At the time of writing, we currently serve over 1 billion unique guest (user) profiles via our platform. In addition, we receive over 1 billion new events via our event streaming API every month, import 10s of millions of records via our Batch APIs, process 100s of millions of client requests via our REST APIs upon which we execute and serve 100s of millions of decisions each month. All of this results in an average of over 150 million new changelog messages being processed internally each day with peaks as much as twice this. Our data volumes when we started the re architect described in this blog series were less than half of what they are today and at the time our infrastructure was starting to crumble under the load (the p95 for serving personalisations was over 500ms) and our costs to run the service were becoming a concern.

Thanks to the re architect we make decisions and serve personalisations on our guest profiles with a p95 latency of 50ms! We also have a very flexible architecture where adding new views and new product use cases became an order of magnitude easier.

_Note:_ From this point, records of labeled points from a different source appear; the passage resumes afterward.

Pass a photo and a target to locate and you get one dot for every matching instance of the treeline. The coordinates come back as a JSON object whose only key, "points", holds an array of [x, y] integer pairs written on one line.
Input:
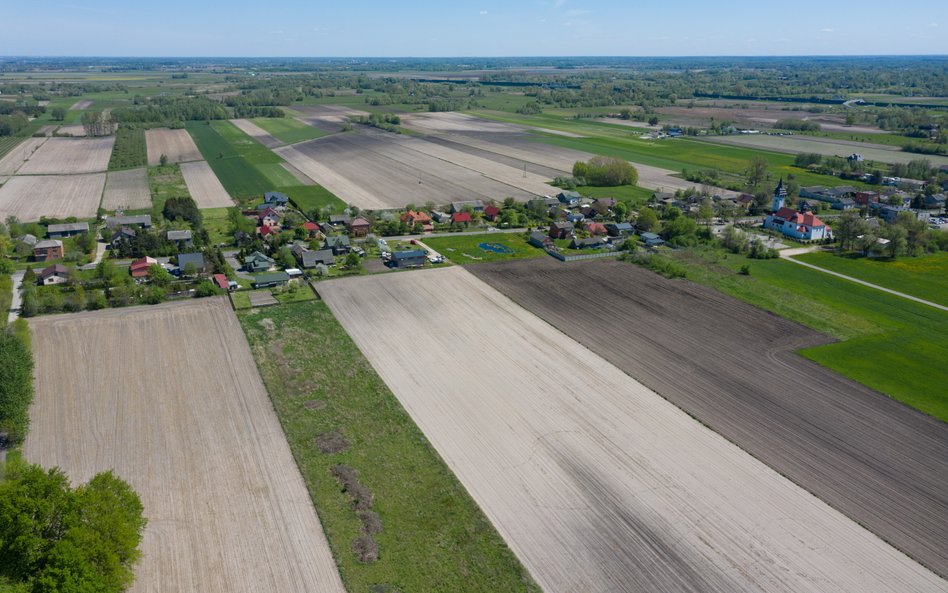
{"points": [[171, 109]]}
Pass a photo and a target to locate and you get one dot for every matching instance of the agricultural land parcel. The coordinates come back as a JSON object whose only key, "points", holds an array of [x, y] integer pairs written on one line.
{"points": [[190, 427], [127, 190], [177, 145], [433, 536], [30, 197], [827, 147], [597, 483], [732, 366], [203, 185]]}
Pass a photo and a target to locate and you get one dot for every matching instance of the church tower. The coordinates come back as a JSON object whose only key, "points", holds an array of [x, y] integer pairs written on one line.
{"points": [[780, 196]]}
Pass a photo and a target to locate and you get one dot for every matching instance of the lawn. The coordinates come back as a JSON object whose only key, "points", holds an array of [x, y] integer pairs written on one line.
{"points": [[888, 343], [245, 167], [289, 130], [433, 537], [925, 276], [465, 249]]}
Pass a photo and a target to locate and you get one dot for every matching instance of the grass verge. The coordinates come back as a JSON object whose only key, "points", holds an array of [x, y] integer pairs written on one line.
{"points": [[433, 536]]}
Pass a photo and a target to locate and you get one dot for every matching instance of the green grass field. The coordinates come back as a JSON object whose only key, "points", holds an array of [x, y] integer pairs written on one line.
{"points": [[434, 537], [458, 247], [245, 167], [888, 343], [289, 130], [130, 150], [925, 276]]}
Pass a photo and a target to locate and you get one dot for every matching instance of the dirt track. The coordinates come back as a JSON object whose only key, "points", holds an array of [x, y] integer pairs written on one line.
{"points": [[171, 399], [732, 366], [597, 484]]}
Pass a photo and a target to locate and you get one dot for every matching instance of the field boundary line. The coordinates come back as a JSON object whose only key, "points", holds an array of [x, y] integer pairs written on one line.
{"points": [[864, 283]]}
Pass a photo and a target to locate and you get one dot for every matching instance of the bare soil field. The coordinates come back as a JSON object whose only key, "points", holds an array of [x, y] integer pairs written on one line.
{"points": [[127, 190], [68, 156], [177, 145], [759, 115], [257, 133], [597, 483], [204, 186], [827, 147], [177, 408], [30, 197], [14, 159], [733, 367], [75, 130], [378, 170]]}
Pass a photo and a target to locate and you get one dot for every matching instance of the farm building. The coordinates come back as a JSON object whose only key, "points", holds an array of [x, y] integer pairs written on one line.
{"points": [[142, 221], [195, 259], [804, 226], [276, 198], [58, 231], [271, 280], [617, 229], [48, 249], [54, 274], [561, 230], [139, 268], [541, 240], [181, 238], [409, 259], [258, 262], [589, 243], [651, 240], [338, 245], [475, 205], [359, 227]]}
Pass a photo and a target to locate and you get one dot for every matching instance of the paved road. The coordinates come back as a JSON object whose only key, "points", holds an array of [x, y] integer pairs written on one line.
{"points": [[16, 303], [789, 253]]}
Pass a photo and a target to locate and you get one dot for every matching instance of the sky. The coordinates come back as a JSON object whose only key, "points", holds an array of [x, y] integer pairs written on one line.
{"points": [[445, 28]]}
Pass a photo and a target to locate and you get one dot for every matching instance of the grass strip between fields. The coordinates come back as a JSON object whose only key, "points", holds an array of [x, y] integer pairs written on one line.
{"points": [[895, 346], [433, 537]]}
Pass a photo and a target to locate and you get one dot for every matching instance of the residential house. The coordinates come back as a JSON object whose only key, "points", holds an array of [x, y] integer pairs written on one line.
{"points": [[196, 259], [181, 238], [58, 231], [491, 212], [618, 229], [54, 274], [589, 243], [48, 249], [541, 240], [561, 230], [270, 280], [142, 221], [651, 240], [338, 245], [804, 226], [139, 268], [459, 217], [275, 198], [122, 235], [569, 198], [258, 262], [475, 205], [359, 227], [409, 259]]}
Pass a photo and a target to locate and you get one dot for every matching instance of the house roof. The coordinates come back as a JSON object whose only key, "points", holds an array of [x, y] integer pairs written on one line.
{"points": [[179, 235], [799, 218], [68, 227], [54, 270]]}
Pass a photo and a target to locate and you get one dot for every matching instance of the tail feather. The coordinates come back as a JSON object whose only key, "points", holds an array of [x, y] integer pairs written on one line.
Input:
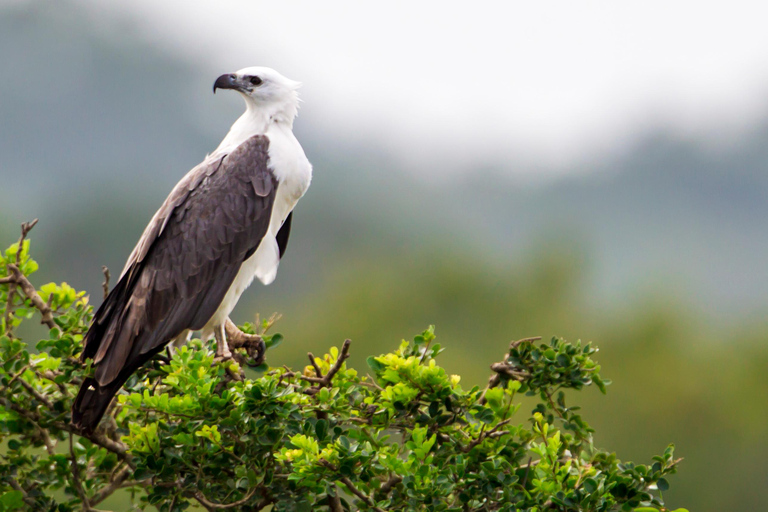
{"points": [[92, 402], [93, 399]]}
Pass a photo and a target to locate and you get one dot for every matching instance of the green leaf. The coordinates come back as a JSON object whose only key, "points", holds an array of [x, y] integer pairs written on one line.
{"points": [[375, 365], [12, 500]]}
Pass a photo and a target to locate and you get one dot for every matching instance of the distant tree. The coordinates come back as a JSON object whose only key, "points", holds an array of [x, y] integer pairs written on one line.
{"points": [[192, 431]]}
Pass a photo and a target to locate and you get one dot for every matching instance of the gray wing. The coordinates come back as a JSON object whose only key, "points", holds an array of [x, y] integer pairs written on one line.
{"points": [[186, 259]]}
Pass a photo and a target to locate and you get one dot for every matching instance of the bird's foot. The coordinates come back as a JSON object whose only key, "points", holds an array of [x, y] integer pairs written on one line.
{"points": [[253, 344]]}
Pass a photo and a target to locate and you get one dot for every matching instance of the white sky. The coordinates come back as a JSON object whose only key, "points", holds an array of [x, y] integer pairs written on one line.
{"points": [[551, 83]]}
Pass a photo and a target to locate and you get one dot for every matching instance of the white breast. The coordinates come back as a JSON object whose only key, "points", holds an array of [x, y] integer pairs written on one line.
{"points": [[293, 171]]}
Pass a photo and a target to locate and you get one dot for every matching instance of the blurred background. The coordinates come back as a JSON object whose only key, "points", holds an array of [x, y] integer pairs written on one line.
{"points": [[589, 170]]}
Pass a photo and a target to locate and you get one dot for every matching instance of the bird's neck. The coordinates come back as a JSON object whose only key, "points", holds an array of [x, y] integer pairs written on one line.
{"points": [[257, 120]]}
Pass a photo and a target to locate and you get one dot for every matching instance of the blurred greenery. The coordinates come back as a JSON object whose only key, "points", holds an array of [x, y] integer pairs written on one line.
{"points": [[657, 255], [407, 437]]}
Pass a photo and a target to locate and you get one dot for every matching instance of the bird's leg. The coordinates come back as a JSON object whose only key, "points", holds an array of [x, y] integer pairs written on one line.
{"points": [[222, 347], [177, 343], [253, 344]]}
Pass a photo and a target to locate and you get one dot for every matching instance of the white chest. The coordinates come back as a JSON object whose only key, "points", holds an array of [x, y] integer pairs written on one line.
{"points": [[293, 171]]}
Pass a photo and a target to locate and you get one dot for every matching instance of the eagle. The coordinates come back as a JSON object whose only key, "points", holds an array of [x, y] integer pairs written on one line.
{"points": [[226, 222]]}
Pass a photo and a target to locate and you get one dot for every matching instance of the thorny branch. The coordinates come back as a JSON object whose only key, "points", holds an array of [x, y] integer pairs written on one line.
{"points": [[504, 368], [18, 279], [324, 381], [105, 284], [351, 487]]}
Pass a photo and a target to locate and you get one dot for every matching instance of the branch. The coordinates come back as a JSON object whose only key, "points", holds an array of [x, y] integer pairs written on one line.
{"points": [[32, 391], [76, 477], [115, 484], [325, 381], [19, 279], [26, 227], [105, 284], [200, 497], [348, 483], [493, 433], [504, 368], [390, 484]]}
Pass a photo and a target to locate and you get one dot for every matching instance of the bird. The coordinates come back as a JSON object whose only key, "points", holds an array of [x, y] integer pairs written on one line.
{"points": [[225, 223]]}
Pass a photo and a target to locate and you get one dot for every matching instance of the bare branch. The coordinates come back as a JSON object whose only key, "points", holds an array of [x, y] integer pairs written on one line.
{"points": [[325, 381], [21, 280], [32, 391], [76, 477], [349, 485], [117, 482], [105, 284], [318, 372], [221, 506], [26, 227]]}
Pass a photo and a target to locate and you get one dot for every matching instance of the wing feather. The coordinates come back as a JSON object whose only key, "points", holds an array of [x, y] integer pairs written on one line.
{"points": [[186, 260]]}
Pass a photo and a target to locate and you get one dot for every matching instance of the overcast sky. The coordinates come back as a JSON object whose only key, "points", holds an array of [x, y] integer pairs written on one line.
{"points": [[552, 83]]}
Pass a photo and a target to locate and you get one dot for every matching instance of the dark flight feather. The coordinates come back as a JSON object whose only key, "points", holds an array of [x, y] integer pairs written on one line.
{"points": [[180, 270]]}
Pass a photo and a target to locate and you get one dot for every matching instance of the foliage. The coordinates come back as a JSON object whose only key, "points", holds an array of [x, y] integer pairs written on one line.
{"points": [[193, 430]]}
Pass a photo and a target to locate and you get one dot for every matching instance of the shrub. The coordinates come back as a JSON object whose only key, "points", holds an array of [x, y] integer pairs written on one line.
{"points": [[189, 430]]}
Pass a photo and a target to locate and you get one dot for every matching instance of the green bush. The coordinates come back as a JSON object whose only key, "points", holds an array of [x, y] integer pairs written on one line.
{"points": [[189, 431]]}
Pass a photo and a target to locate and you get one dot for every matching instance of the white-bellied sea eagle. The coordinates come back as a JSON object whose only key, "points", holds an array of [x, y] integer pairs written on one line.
{"points": [[226, 222]]}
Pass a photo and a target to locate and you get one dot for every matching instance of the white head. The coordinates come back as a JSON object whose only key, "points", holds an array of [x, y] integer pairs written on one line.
{"points": [[265, 91]]}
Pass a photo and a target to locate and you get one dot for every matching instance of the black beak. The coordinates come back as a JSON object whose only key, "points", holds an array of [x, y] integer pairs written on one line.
{"points": [[226, 82]]}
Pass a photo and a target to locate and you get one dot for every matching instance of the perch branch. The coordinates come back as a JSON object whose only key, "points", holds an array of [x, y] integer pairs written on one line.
{"points": [[325, 381]]}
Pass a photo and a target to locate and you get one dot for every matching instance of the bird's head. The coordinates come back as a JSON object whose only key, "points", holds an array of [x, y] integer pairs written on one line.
{"points": [[263, 89]]}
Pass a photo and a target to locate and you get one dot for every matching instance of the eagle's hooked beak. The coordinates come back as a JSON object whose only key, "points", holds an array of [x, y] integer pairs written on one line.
{"points": [[228, 81]]}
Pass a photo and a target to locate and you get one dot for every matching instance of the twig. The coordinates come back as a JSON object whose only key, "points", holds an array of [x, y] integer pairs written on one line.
{"points": [[389, 485], [76, 477], [17, 487], [105, 284], [26, 227], [325, 381], [116, 482], [31, 390], [493, 433], [334, 502], [318, 372], [514, 344], [349, 485], [21, 280], [200, 497], [503, 367]]}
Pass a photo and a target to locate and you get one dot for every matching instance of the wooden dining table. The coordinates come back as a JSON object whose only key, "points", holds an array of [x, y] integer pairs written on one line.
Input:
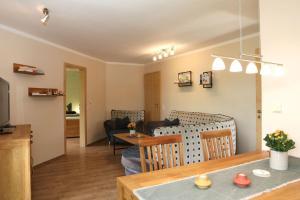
{"points": [[127, 184]]}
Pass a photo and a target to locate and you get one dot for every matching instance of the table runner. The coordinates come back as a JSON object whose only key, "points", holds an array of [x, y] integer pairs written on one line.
{"points": [[222, 186]]}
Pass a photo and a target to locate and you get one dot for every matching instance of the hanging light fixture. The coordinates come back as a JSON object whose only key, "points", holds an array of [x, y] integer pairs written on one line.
{"points": [[236, 66], [45, 19], [218, 64], [251, 68]]}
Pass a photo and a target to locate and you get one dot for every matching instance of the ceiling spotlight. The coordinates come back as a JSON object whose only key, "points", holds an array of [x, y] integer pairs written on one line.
{"points": [[251, 68], [278, 71], [266, 70], [45, 19], [172, 51], [218, 64], [165, 53], [236, 66]]}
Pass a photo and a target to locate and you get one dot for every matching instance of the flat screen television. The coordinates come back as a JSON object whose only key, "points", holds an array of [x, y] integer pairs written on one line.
{"points": [[4, 103]]}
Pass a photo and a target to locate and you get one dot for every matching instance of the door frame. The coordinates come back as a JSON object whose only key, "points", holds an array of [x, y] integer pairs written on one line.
{"points": [[258, 109], [83, 100]]}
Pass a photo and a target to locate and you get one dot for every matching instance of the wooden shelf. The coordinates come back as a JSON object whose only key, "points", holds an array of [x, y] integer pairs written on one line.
{"points": [[16, 68], [43, 92], [186, 84]]}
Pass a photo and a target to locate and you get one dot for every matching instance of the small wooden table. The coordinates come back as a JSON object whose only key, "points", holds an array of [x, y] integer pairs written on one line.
{"points": [[127, 138], [127, 184]]}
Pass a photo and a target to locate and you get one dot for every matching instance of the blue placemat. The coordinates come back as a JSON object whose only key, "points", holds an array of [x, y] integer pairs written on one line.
{"points": [[222, 187]]}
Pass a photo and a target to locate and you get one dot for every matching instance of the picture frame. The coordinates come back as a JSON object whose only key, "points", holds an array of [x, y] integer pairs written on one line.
{"points": [[206, 79], [185, 79]]}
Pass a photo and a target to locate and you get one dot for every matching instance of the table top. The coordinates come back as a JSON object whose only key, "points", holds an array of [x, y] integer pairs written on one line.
{"points": [[131, 183], [139, 137]]}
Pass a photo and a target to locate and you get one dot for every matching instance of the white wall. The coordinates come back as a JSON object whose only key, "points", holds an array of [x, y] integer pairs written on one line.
{"points": [[124, 87], [46, 115], [280, 42], [232, 94]]}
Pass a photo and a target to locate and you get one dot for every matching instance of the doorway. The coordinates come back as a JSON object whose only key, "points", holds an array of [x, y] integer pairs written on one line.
{"points": [[152, 96], [75, 106]]}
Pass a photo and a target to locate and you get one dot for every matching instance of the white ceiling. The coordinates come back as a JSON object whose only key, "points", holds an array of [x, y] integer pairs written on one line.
{"points": [[131, 30]]}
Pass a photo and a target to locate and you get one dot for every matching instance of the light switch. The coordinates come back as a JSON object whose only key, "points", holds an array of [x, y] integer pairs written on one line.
{"points": [[277, 108]]}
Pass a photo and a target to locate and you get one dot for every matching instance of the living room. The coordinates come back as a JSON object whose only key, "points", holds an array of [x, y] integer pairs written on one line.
{"points": [[117, 62]]}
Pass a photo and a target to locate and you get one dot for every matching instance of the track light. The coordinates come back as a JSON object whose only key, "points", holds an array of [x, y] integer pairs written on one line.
{"points": [[218, 64], [251, 68], [236, 66], [164, 53], [45, 19]]}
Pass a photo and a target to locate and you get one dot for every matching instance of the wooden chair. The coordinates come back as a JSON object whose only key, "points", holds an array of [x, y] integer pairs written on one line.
{"points": [[161, 152], [217, 144]]}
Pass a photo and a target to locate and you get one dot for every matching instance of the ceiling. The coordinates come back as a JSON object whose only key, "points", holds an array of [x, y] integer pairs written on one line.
{"points": [[131, 30]]}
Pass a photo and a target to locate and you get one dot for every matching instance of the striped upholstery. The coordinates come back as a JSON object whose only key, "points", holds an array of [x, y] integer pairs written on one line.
{"points": [[133, 115], [191, 126]]}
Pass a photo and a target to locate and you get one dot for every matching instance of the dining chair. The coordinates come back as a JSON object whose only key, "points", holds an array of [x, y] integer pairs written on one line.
{"points": [[161, 152], [217, 144]]}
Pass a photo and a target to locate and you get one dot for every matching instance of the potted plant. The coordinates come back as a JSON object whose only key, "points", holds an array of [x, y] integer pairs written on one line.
{"points": [[131, 126], [280, 144]]}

We delivered a completely new data science platform using Spark, Zeppelin and S3. We delivered a new analytics platform using Presto, Parquet and S3. All of this meant we transformed our ability as a company to deliver insight from our data.

We achieved all of this with a small engineering team. We hope this series has been some help in explaining the thought process and challenges we faced.

A special thanks to Pete Baron & Rodrigue Alcazar for their reviews and feedback while writing this series.